Question on multithreading/vectorizing loops

Consider a classic loop parallelization scheme: the outer loop multithreads, and the inner loop vectorizes:

    tmp = [Vector{T}(undef, length(B)) for _ in 1:Threads.nthreads()]

    @inbounds Threads.@threads for ii in eachindex(A)
        @inbounds @simd for jj in eachindex(B)
            tmp[Threads.threadid()][jj] = fun(A[ii], B[jj])
        end
        C[ii] = sum(tmp[Threads.threadid()])
    end

I have the following questions:

  1. What is the scope of @inbounds and similar marcos? i.e., is the 2nd @inbounds here redundant? Does it extends into the called function fun and sum?
  2. Is there a way to conditionally use (or not use) multithreading at runtime (essentially the IF directive in OpenMP)? when A is small, the overhead may not be worth it.
  3. According to the manual, Threads.threadid() may change even within a single iteration, so the above code is actually not thread safe.
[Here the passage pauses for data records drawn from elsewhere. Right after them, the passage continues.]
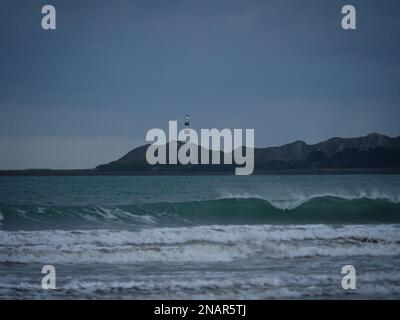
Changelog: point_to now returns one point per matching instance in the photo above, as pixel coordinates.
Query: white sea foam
(198, 244)
(295, 199)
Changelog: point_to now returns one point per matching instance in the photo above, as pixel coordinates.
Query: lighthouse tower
(187, 123)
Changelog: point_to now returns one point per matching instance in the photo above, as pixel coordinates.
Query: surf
(222, 211)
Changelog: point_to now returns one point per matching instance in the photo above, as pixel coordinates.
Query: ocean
(200, 237)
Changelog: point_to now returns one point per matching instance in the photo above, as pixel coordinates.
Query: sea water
(200, 237)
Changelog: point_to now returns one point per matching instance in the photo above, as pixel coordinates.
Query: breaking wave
(324, 209)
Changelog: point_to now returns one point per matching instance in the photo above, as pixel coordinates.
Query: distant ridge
(374, 151)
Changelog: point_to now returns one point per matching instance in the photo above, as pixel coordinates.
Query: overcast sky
(87, 92)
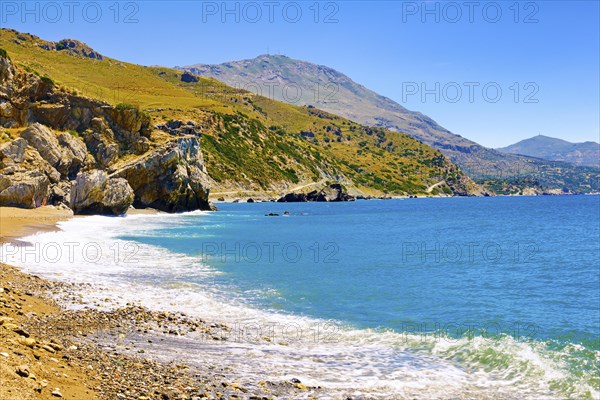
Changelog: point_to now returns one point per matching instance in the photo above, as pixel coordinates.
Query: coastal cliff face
(83, 153)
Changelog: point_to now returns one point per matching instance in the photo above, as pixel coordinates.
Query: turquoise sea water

What will be the proper way to create private scratch spaces like tmp?

Thanks

1 Like

One way to solve 2 and 3 is to split your work manually in chunks, and run with 1 chunk if the parallelization is not effective.

With this small package: GitHub - m3g/ChunkSplitters.jl: Simple chunk splitters for parallel loop executions, doing that is simple as rewriting the loop as:

    nchunks = Threads.nthreads() # or any other number

    tmp = [Vector{T}(undef, length(B)) for _ in 1:nchuncks]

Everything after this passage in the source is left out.